The Dublin regulation usually requires asylum seekers irregularly entering the EU to apply for asylum in their first country of entry, however migrants and asylum seekers are increasingly fleeing substandard conditions in Greece and Bulgaria, crossing the Balkan region on their way to northern Europe. According to the Serbian asylum office, about 16,500 asylum seekers – mostly from Syria, Afghanistan and Sub-Saharan African countries – entered Serbia in 2014 in an attempt to find refuge and dignified living conditions within Northern Europe.
“The EU member states have to acknowledge the outrageous consequence of their policies and to improve the current asylum procedures, reception conditions, and lack of integration which are failing thousands of refugees and asylum seekers,” said Stuart Alexander Zimble, MSF’s coordinator in the Balkan region. “Greece, Bulgaria and the EU must improve access to asylum procedures and reception conditions for newly arrived asylum seekers.”
A still dysfunctional asylum system in Greece, which obliges people in need of protection to stay in appalling conditions, is forcing people to take further risks by using smuggling networks to leave Greece in search of better assistance and protection. “The situation is so bad in Greece, you cannot stay there as an asylum seeker,” says one Afghan refugee who spent 18 months in a detention centre in Greece and then went to Macedonia and Serbia.
On arrival in Serbia, many asylum seekers find their only option is to sleep out of doors, under plastic sheeting or in makeshift tents, despite winter temperatures that can reach 20 below zero. Every day in the village of Bogovadja, dozens of asylum seekers wait for their asylum applications to be registered. At this location, the asylum office processes only a handful of registrations per day, forcing people – sometimes including pregnant women and children – to wait in the forest surrounding the village. In the town of Subotica, near the Hungarian border, migrants shelter at night inside abandoned and ruined buildings. Some are sleeping outside, hidden in fields, to avoid running into the police.

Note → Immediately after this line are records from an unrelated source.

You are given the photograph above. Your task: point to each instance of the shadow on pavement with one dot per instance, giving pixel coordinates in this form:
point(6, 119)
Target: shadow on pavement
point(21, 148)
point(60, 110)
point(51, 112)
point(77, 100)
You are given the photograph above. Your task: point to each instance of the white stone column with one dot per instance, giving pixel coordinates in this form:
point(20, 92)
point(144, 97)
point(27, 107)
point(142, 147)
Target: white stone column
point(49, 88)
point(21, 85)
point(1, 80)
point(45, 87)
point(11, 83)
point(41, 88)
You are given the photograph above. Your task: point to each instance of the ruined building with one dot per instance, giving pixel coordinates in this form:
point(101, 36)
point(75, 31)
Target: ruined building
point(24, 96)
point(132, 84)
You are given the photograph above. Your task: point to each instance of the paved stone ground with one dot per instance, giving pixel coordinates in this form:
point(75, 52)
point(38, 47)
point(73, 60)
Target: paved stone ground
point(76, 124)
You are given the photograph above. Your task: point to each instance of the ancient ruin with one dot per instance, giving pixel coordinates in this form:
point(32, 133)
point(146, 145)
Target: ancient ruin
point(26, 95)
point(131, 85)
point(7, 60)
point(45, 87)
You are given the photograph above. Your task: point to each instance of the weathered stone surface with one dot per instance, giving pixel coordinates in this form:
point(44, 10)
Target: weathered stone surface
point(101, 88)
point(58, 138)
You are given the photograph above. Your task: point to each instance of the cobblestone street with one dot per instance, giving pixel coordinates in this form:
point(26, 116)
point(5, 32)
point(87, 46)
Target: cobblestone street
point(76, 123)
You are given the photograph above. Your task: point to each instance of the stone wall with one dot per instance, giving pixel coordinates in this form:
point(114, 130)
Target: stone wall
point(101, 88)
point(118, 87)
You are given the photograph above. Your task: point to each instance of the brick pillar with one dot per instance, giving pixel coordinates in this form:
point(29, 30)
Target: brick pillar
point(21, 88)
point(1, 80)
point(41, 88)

MSF calls on EU member states, in particularly Hungary, to abstain from returning third-country nationals to Serbia. Serbia, with the support from UNHCR, should provide adequate assistance and international protection to asylum seekers, including increasing its capacity to register and accommodate every person who requests asylum at all asylum centre locations, in a safe, friendly, and efficient manner.
An MSF team has been conducting mobile clinics and distributing kits of essential relief items to vulnerable people in Bogovadja and Subotica since December. The most common health problems among migrants are colds, respiratory diseases, and skin diseases, mostly due to the cold weather and poor sanitary conditions.
“In general they are poorly clothed, living in unhygienic conditions, not able to bathe and very hungry,” says MSF medical coordinator Vasiliki Armeniakou. “Many have muscle and bone injuries, and severe body aches, cuts, bruises and frostbite as a result of days of walking or running through the forest.”